Oftentimes we rely on a particular name or label to define what something is. When dealing with the Texas Securities Act and determining whether or not a particular offering is a “security,” calling it something else is not enough. The Supreme Court of Texas will look at the economic ramifications of the offering and decide whether the offering is a “security.” If the offering was a “security,” there can be steep repercussions.

Life Partners has been engaged in the business of buying existing life insurance policies from those whose lives the policies insure, and then selling interests in those policies to others for over 20 years. These transactions are referred to as “life settlements” when the insured is elderly or “viatical settlements” when the insured is terminally ill. Life Partners has consistently marketed these offerings as something other than securities—“life settlements” and “viatical settlements.”

Last week, the Supreme Court of Texas issued its opinion in Life Partners, Inc. v. Arnold et al, No. 14-0226 ruling that Life Partners, Inc.’s product was an “investment contract” and thus a “security” under the Texas Securities Act. Under the Texas Securities Act, a “security” is defined broadly as “any limited partner interest in a limited partnership, share, stock, treasury, stock, . . . investment contract, or any other instrument known as a security, whether similar to those herein referred to or not.” In its opinion, the Supreme Court of Texas clarified that (1) “the Texas Securities Act’s definition of ‘securities’ must be construed broadly to maximize the protection it provides to investors, while focusing on the economic realities of the transaction regardless of any labels or terminology the parties may have used”; (2) an “investment contract” for the purposes of the Texas Securities Act “means a contract transaction, or scheme through which a person pays money to participate in a common venture or enterprise with the expectation of receiving profits, under circumstances in which the failure or success of the enterprise, and thus the person’s realization of the expected profits, is at least predominately due to the entrepreneurial or managerial, rather than merely ministerial or clerical, efforts of others”; and (3) “the entrepreneurial or managerial efforts that are relevant to this inquiry . . . include those that are made prior to the transaction as well as those that are made after.”

In arriving at this ruling, the court relied on and interpreted federal precedent.
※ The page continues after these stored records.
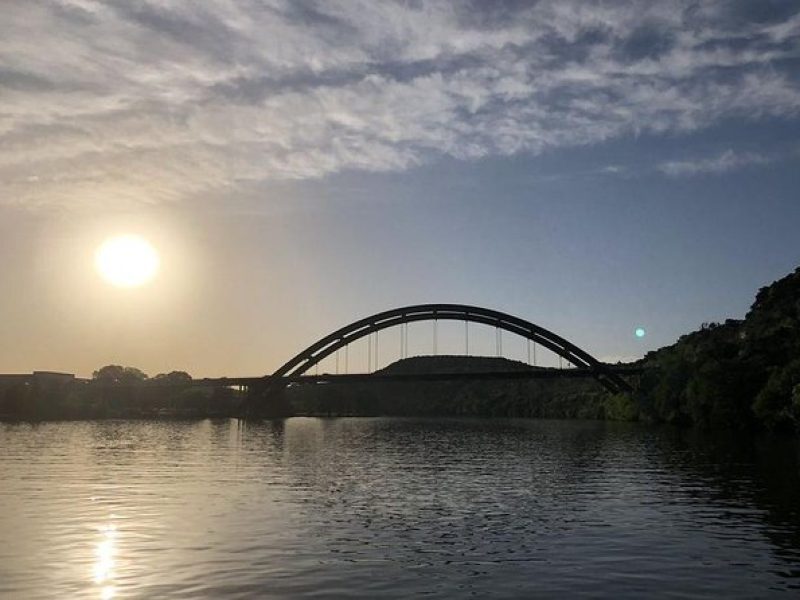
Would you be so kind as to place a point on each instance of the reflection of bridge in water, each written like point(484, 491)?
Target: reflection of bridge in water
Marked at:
point(263, 390)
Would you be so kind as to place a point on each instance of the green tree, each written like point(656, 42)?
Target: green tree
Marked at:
point(117, 374)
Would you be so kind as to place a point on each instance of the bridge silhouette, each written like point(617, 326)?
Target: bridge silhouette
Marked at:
point(264, 390)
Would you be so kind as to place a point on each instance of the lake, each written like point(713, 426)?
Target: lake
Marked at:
point(371, 507)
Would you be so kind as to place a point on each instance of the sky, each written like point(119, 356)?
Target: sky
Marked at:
point(593, 167)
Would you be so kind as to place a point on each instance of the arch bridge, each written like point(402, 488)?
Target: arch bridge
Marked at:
point(302, 362)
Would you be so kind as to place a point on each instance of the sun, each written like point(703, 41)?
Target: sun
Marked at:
point(126, 261)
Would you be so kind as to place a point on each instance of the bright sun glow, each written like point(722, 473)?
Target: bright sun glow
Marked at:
point(126, 260)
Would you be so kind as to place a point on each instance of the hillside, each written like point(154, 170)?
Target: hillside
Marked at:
point(740, 373)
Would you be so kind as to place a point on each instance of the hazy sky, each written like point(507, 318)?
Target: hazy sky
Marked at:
point(590, 166)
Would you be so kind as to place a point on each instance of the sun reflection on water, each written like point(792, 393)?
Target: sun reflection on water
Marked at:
point(104, 564)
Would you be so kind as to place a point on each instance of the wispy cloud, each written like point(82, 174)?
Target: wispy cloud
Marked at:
point(722, 163)
point(164, 100)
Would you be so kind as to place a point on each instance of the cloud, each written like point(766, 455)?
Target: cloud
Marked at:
point(164, 100)
point(727, 161)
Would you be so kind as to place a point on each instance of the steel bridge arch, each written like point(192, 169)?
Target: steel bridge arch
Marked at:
point(340, 338)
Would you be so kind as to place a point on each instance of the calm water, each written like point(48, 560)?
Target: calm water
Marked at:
point(388, 507)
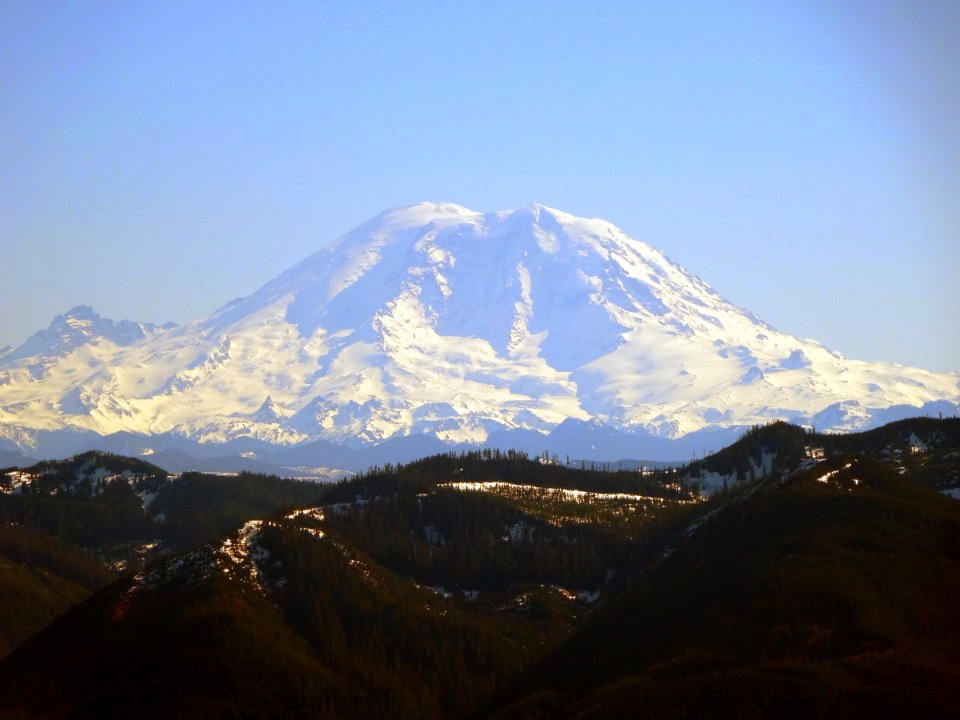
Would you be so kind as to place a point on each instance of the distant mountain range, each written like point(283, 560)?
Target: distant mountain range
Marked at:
point(434, 326)
point(820, 579)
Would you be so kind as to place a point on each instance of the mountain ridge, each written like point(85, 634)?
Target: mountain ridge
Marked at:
point(438, 320)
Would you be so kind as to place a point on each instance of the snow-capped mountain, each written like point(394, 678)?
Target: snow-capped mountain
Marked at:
point(435, 320)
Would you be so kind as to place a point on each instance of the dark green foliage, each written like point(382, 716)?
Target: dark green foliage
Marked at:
point(815, 586)
point(466, 540)
point(511, 466)
point(40, 577)
point(802, 600)
point(199, 507)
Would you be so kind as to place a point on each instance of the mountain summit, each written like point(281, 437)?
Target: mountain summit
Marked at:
point(437, 320)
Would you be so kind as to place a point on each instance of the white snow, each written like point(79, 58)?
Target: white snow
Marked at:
point(438, 319)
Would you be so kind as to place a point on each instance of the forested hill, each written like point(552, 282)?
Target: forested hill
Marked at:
point(794, 574)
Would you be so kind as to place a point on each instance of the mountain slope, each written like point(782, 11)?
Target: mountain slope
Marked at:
point(831, 593)
point(438, 320)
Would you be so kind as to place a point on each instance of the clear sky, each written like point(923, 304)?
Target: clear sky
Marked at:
point(160, 159)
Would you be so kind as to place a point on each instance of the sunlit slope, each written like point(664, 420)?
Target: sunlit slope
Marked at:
point(440, 320)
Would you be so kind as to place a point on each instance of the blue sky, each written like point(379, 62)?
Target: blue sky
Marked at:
point(158, 160)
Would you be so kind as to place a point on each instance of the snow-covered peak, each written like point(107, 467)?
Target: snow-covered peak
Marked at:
point(79, 326)
point(435, 320)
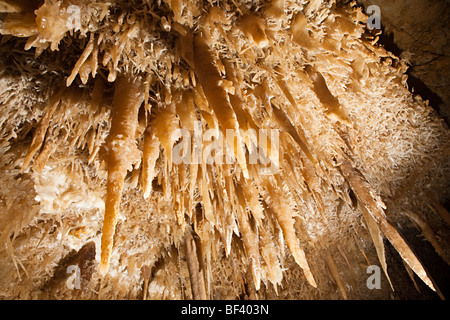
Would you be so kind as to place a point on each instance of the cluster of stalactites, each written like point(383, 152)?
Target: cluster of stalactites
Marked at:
point(269, 62)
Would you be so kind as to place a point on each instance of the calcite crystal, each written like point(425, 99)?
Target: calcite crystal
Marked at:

However, the court notably departed from the precedent of the D.C. Circuit, as set forth in S.E.C. v. Life Partners, Inc., 87 F.3d 536 (D.C. Cir. 1996), determining that the assessment of whether the expected profits were due to the “efforts of others” could take into account pre-investment efforts. This expansion from looking only at post-investment efforts of others (which the D.C. Circuit had found “merely ministerial or clerical” and thus not causing “life settlements” and “viatical settlements” to be “investment contracts” or “securities”) to looking at both pre- and post-investment efforts of others could open the door to questions regarding how to draw the line on other investments between a security and non-security in the future.